The purpose of the Fourth Degree is to foster the spirit of patriotism and to encourage active Catholic citizenship. The Fourth Degree is the highest degree in the Knights of Columbus and its members are addressed as Sir Knights. A Knight is eligible to join the Fourth Degree after six months from the date of his First Degree, providing he has completed the second and third degrees beforehand.
Assemblies are distinct from Councils and have separate leadership. The Supreme Board of Directors appoints a Supreme Master and twenty Vice Supreme Masters to govern the Fourth Degree. Each Vice Supreme Master oversees a Province which is then broken up into Districts. The Supreme Master appoints District Masters to supervise several Assemblies.
Each Assembly is led by a Navigator. Other Assembly officers include the Comptroller, Captain, Admiral, Scribe, Purser, Pilot, Sentinels and Trustees. A Friar and Color Corps Commander are appointed by the Navigator. Assembly officers are properly addressed by using the title “faithful” (e.g. Faithful Navigator). Assemblies are numbered in the order in which they chartered into the Order and are named by the local membership.
Why join the 4th Degree?
History of the 4th Degree
Creation of the Fourth Degree of the Knights of Columbus is directly linked to the social and political climate in the United States at the turn of the last century. It is in that light that the connection between the Fourth Degree and its Color Corps, that has grown to be the most visible aspect of the Knights, must be seen.
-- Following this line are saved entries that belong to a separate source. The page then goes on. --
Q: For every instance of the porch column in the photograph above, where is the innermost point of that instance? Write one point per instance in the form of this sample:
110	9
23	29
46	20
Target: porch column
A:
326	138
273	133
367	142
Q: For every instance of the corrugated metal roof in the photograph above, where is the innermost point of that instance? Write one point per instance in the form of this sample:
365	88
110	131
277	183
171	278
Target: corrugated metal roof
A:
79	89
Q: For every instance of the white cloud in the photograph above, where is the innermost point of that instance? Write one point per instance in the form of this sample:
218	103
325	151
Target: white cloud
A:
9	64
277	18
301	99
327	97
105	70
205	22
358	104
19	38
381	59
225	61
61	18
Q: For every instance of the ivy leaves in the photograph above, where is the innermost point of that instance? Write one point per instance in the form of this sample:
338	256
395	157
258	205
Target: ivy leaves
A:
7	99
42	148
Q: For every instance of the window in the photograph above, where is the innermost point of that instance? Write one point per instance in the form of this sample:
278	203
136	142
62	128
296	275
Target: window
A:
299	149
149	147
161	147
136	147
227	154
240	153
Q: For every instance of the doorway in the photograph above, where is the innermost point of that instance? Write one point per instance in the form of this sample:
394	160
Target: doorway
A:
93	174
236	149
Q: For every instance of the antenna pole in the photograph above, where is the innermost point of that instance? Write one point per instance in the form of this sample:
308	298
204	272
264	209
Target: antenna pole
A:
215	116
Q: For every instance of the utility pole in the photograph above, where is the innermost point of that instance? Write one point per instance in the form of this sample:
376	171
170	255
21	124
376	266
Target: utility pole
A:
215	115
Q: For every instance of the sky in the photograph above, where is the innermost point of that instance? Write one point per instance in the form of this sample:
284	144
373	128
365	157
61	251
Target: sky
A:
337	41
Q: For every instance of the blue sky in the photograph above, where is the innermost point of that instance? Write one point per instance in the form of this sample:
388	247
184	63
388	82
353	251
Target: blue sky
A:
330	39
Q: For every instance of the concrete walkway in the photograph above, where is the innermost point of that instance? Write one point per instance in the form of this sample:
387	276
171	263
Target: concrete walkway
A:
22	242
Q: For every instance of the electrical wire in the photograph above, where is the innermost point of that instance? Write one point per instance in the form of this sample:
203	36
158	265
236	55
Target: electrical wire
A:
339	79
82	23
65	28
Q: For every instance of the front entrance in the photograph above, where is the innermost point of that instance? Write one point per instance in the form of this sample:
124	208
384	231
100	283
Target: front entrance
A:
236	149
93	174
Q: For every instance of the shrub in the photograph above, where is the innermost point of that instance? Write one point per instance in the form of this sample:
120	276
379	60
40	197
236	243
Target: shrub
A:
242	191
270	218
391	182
The idea of adding new degrees to the Order’s original three (Charity, Unity, Fraternity) first came to light in 1886. Supreme Knight James T. Mullen appointed a committee to look into forming two new “commander” degrees. That same year the Connecticut Catholic, a local newspaper, carried an advertisement calling members of local Knights of Columbus Councils to meet to form a “uniformed legion.” The idea for this new unit arose from a growing nation wide sense of nationalism – what we would call today patriotism. The unknown author in Connecticut was not alone in wanting a visible organization.
At first, very little happened because there was not enough wide spread interest in creating additional new degrees. The Order’s leaders balked at the idea of a uniformed legion for the simple reason that the cost. The “uniform” would be well over $100.00. They also feared the “legion” could cause an economic class split between wealthy and poorer members of the Order.
Later, following the Spanish American War, it was decided that there should be one new degree added based on the principle of patriotism. In 1899, Edward L. Hearn was elected Supreme Knight and he immediately appointed a committee to establish and format the new degree to be given the following year.
In order to qualify for this degree each candidate had to be a Third Degree member of the Knights of Columbus in good standing and show evidence of distinctive service to the Order, church and community. Finally the candidate had to have a letter from his priest stipulating that he had received communion within the past two weeks.
The first exemplification of the new degree was scheduled to be held in the Astor Hotel in New York City on February 22, 1900. There were so many candidates that the Exemplification had to be moved to a larger venue. The new site was the Lenox Lyceum. At this first Exemplification of the Fourth Degree 1,100 Knights, being in good standing “took their fourth.” The second Exemplification, held in Boston on May 8, 1900 saw another 750 Knights expand the ranks of Sir Knights.
In the early years of the Fourth Degree, members met as part of their Councils, mostly after meetings. In 1910, during a reorganization of the Order’s leadership, the first Assemblies were created. Additionally the position of Supreme Master was established to lead the Fourth Degree internationally. Vice Supreme Masters lead Provinces and Masters head Districts. This system has spread and flourished as Sir Knights not only serve their local Church through their service to local Councils but also their joint efforts in these Assemblies.
The Honor Guard, first called for in 1886 was officially formed in 1902, for ceremonial purposes. Since that time, the uniforms of the Color Corps have continue to refine. All have shared the similar theme of mariners. Most noticeable in today’s uniform is the distinctive chapeau worn with ostrich feathers.
The triad emblem of the Fourth Degree includes the Dove, the Cross and the Globe. The Dove, the classic symbol of the Holy Spirit and Peace, is shown hovering over the orb of the earth or Globe. Both are mounted on a variation of the Crusader’s cross, that which was found on the tunics and capes of the Crusading Knights who battled to regain the Holy Land.